If I'm lucky, she might let me get break it in right with some fish slime 


Sent from my iPhone using Tapatalk


----------



## olegator (Dec 6, 2014)

Got one from us too. One of our fav lakes.


----------



## skiff89_jr (Apr 1, 2011)

Thank ya sir. It's hard to beat Lake Talquin!


----------



## Try'n Hard (Oct 23, 2008)

Me and 221 folks liked it so far. good luck


----------



## skiff89_jr (Apr 1, 2011)

We are at a combine 929 likes and shares right now. That leaves us in 2nd place but it doesn't end until tomorrow at lunch.

IT'S NOT TOO LATE TO LIKE AND SHARE. Btw you can share more than once if you want. Every share counts.

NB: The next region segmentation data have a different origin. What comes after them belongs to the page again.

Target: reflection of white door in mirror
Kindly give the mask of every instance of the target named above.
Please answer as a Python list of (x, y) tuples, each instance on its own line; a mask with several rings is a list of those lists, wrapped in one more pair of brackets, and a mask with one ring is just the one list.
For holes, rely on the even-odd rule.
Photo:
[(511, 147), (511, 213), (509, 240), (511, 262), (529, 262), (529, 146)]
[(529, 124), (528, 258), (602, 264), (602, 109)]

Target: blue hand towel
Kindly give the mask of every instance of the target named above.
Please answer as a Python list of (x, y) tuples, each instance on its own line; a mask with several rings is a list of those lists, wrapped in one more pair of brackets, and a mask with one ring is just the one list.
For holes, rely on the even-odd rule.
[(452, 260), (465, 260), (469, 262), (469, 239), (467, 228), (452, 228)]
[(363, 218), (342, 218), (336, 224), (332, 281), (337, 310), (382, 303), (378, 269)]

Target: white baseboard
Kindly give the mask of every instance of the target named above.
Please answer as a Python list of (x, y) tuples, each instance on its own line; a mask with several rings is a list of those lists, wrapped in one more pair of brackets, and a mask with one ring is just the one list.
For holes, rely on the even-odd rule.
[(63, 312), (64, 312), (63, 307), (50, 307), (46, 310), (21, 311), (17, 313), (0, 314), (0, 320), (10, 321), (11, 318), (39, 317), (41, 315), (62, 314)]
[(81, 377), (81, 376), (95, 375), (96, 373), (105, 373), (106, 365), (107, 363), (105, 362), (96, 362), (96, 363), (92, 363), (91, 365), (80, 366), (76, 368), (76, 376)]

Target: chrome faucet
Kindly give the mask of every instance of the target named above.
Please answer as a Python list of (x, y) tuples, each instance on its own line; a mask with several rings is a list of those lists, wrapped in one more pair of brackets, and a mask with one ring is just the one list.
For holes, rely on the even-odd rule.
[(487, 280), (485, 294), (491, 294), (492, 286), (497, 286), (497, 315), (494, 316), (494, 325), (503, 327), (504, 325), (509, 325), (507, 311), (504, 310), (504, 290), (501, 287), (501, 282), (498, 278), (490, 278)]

Thanks to all who have participated!


----------



## Specktackler357 (Jun 28, 2016)

You got it


----------



## skiff89_jr (Apr 1, 2011)

Thank you all for your help. With nearly 2,900 combined likes and shares, my wife won the YETI! 

Happy, Happy, Happy


----------



## Try'n Hard (Oct 23, 2008)

Congrats!!
Fill it with crappie


----------



## skiff89_jr (Apr 1, 2011)

Try'n Hard said:


> Congrats!!
> Fill it with crappie


Already consulted with her on that. She said she bought me two YETI's to put fish in so I had better not touch hers. Guess she has spoken on that lol :innocent:


----------



## Try'n Hard (Oct 23, 2008)

skiff89_jr said:


> Already consulted with her on that. She said she bought me two YETI's to put fish in so I had better not touch hers. Guess she has spoken on that lol :innocent:




Wait....you got three Yetis? I take back my like


----------



## skiff89_jr (Apr 1, 2011)

Try'n Hard said:


> Wait....you got three Yetis? I take back my like


She bought me the 45 quart 2 years ago for Christmas and in May she bought me a roadie for college graduation. Guess I got a good one. Too bad my coolers and cost more than my boat... :blink:


----------



## FishWalton (Jul 22, 2010)

Great...glad it worked out and she won. 

I have been looking at some Yeti alternatives and need to get something better than what I have. On a hot day 20 pounds of ice will melt about 75% in my Igloo when out in the sun at a mullet hole.


----------



## skiff89_jr (Apr 1, 2011)

fishwalton said:


> Great...glad it worked out and she won.
> 
> 
> 
> I have been looking at some Yeti alternatives and need to get something better than what I have. On a hot day 20 pounds of ice will melt about 75% in my Igloo when out in the sun at a mullet hole.




Check out these RTIC Coolers. I have lots of friends that have been getting these instead of YETI's recently. All good reviews. I have seen them in person and they look like the same cooler. Hard to beat in my opinion. 

https://www.rticcoolers.com/


Sent from my iPhone using Tapatalk


----------



## FishWalton (Jul 22, 2010)

skiff89_jr said:


> Check out these RTIC Coolers. I have lots of friends that have been getting these instead of YETI's recently. All good reviews. I have seen them in person and they look like the same cooler. Hard to beat in my opinion.
> 
> http://www.rticcoolers.com/
> 
> ...


Have look at those. The one thing that keeps holding me back is weight. 25 lb cooler, 20 lb ice, 10 to 15 lb of fish.....that get's heavy. My little 14 ft Jon and 25 kicker struggles now with 2 guy and gear. ... but I may still bite the bullet sooner or later.


----------



## Try'n Hard (Oct 23, 2008)

fishwalton said:


> Have look at those. The one thing that keeps holding me back is weight. 25 lb cooler, 20 lb ice, 10 to 15 lb of fish.....that get's heavy. My little 14 ft Jon and 25 kicker struggles now with 2 guy and gear. ... but I may still bite the bullet sooner or later.




Same issue here. Weight plus the theft factor keeps me in an igloo. 
The better investment is an ice machine!


----------